Montée en puissance spectaculaire du renseignement pénitentiaire

 Par AFP , publié le , mis à jour à 

Paris – Mesurer la menace jihadiste, assurer la continuité du suivi entre « dedans » et « dehors »: le renseignement pénitentiaire français a connu une montée en puissance spectaculaire, avec pour objectif premier la prévention du terrorisme.

« Il y a un an, on était un bureau du ministère de la Justice. on est devenu un service du deuxième cercle du renseignement« , résume Charlotte Hemmerdinger, cheffe du Bureau central du renseignement pénitentiaire (BCRP).

Avec un « triple objectif« : la prévention du terrorisme, celle de la délinquance et du crime organisé, et la sécurité pénitentiaire. « Ce qui nous occupe le plus est la prévention du terrorisme« , dit-elle. Une priorité encore renforcée par la série d’agressions de surveillants par des détenus radicalisés, à l’origine en janvier du plus important mouvement de blocage des prisons depuis vingt-cinq ans.

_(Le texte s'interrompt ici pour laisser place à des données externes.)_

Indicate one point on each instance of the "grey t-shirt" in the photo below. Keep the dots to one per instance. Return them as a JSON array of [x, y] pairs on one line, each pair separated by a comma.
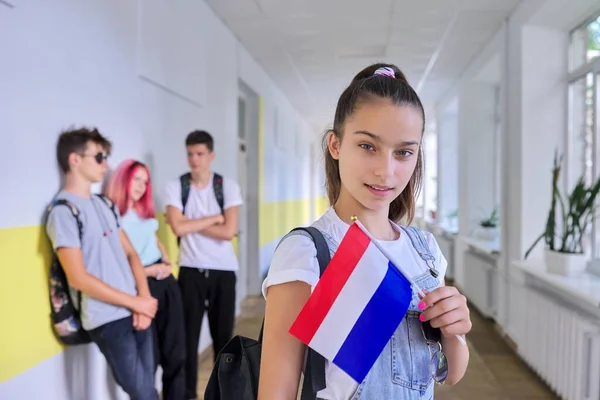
[[103, 254]]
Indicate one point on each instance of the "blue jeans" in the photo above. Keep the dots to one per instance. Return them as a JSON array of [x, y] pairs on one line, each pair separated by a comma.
[[129, 354]]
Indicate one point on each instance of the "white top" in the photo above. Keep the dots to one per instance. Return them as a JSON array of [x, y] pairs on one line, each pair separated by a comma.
[[296, 260], [196, 249]]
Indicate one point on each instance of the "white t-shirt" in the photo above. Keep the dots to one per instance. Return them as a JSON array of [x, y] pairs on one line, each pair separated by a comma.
[[296, 260], [196, 249]]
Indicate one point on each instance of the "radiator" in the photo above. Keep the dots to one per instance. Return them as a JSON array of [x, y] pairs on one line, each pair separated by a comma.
[[562, 346]]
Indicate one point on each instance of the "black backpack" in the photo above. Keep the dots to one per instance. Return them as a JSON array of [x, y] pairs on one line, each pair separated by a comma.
[[236, 370], [65, 317], [186, 181]]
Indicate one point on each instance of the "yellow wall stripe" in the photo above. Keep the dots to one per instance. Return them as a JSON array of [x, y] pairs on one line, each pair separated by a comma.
[[26, 337]]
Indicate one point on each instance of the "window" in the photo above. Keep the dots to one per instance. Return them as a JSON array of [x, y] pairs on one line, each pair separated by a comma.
[[585, 43], [583, 142]]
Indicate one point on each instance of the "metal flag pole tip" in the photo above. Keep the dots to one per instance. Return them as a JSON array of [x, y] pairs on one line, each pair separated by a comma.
[[354, 219]]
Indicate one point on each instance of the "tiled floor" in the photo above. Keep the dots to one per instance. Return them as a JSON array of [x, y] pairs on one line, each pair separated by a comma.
[[494, 372]]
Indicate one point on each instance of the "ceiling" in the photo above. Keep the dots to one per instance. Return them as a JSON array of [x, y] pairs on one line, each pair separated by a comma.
[[313, 48]]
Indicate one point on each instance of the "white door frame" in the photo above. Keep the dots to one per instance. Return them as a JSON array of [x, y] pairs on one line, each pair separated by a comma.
[[251, 209]]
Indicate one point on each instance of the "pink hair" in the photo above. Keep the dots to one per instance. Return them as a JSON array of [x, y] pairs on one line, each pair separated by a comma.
[[119, 187]]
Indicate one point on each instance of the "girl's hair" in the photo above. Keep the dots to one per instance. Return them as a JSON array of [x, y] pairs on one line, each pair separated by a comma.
[[120, 184], [391, 84]]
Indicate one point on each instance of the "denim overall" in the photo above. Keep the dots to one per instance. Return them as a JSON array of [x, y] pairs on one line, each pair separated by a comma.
[[402, 371]]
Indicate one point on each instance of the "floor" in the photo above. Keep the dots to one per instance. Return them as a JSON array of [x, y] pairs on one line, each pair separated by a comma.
[[494, 372]]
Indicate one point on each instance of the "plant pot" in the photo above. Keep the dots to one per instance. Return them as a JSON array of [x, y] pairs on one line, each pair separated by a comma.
[[565, 264]]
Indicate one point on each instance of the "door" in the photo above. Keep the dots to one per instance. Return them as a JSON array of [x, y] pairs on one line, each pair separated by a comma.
[[242, 239]]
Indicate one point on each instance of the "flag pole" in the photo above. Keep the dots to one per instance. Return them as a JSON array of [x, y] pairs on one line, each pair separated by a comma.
[[396, 264]]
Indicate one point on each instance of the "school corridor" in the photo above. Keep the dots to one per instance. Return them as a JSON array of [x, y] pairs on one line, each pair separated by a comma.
[[494, 372], [510, 146]]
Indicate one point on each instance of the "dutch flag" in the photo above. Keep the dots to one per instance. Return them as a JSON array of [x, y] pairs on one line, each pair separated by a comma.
[[356, 306]]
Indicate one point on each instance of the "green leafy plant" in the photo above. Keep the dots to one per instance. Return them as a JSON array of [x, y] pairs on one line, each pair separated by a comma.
[[491, 221], [576, 213]]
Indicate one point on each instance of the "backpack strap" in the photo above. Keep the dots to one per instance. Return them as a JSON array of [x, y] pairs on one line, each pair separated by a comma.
[[218, 188], [110, 205], [314, 370], [419, 242], [75, 212], [186, 181]]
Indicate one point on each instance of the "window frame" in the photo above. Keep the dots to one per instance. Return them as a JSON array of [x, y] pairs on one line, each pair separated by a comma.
[[573, 76]]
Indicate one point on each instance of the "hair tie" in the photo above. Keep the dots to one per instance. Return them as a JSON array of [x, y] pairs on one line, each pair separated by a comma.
[[386, 71]]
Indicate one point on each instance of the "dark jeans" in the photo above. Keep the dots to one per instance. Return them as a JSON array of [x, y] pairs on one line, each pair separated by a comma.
[[169, 336], [129, 355], [197, 287]]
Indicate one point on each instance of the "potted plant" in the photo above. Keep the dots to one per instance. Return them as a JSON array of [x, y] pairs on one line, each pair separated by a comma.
[[488, 226], [564, 252]]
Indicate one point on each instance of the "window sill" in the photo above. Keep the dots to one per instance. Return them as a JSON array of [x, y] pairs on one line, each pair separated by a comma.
[[584, 287]]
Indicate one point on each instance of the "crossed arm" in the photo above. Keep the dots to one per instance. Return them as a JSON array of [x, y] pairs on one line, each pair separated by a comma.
[[222, 227]]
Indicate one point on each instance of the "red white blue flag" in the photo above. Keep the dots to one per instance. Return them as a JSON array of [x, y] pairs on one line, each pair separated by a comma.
[[355, 308]]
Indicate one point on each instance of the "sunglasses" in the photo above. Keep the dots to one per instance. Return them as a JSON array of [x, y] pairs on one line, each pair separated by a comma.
[[100, 157], [438, 365]]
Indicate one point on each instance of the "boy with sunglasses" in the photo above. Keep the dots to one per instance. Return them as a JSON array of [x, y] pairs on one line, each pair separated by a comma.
[[116, 308]]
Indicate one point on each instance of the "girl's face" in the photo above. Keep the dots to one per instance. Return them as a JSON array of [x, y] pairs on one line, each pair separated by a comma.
[[139, 182], [378, 152]]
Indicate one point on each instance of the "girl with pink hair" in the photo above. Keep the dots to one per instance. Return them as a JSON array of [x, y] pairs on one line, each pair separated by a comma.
[[130, 188]]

Deux décrets entrés en vigueur il y a tout juste un an, le 1er février 2017, offrent un statut aux quelque 300 agents du BCRP et des pouvoirs particuliers à ces personnels dépendant de la chancellerie mais désormais habilités à utiliser des techniques jusque-là réservées aux agents du ministère de l’Intérieur.

Ces textes modifient en profondeur l’administration centrale de la Justice, avec la création d’un Bureau central du renseignement et de cellules au sein des dix directions interrégionales de la pénitentiaire. Une révolution.

L’ex-garde des Sceaux Christiane Taubira était farouchement opposée à cette intrusion du renseignement au coeur même du ministère de la Justice. Son successeur Jean-Jacques Urvoas a mené la réforme tambour battant: présentant un plan de lutte contre la radicalisation violente en octobre 2016, il faisait de la « détection de comportements à risque » une priorité « imposant de disposer d’un outil de renseignement performant« .

Ce changement prenait acte de l’explosion du nombre de détenus considérés comme des islamistes radicalisés – passé de 700 en 2015 à 1.300 fin 2016 – et de l’échec des politiques successives de gestion de ces profils: aires dédiées, centre fermé etc.

Un tournant qui emporte l’adhésion politique après l’agression en septembre 2016 d’un surveillant par un détenu radicalisé à Osny (Val-d’Oise), signant « le premier attentat jihadiste fomenté en prison« , rappelle-t-on à la Direction de l’administration pénitentiaire (DAP).

– ‘3.000 personnes’ sous surveillance –

Personne n’a vu le danger que pouvait représenter ce détenu pourtant placé dans une aire dédiée. « On prend conscience que la prison est un angle mort du renseignement et après les attentats de 2015 et 2016, ce n’est plus acceptable« , commente un agent.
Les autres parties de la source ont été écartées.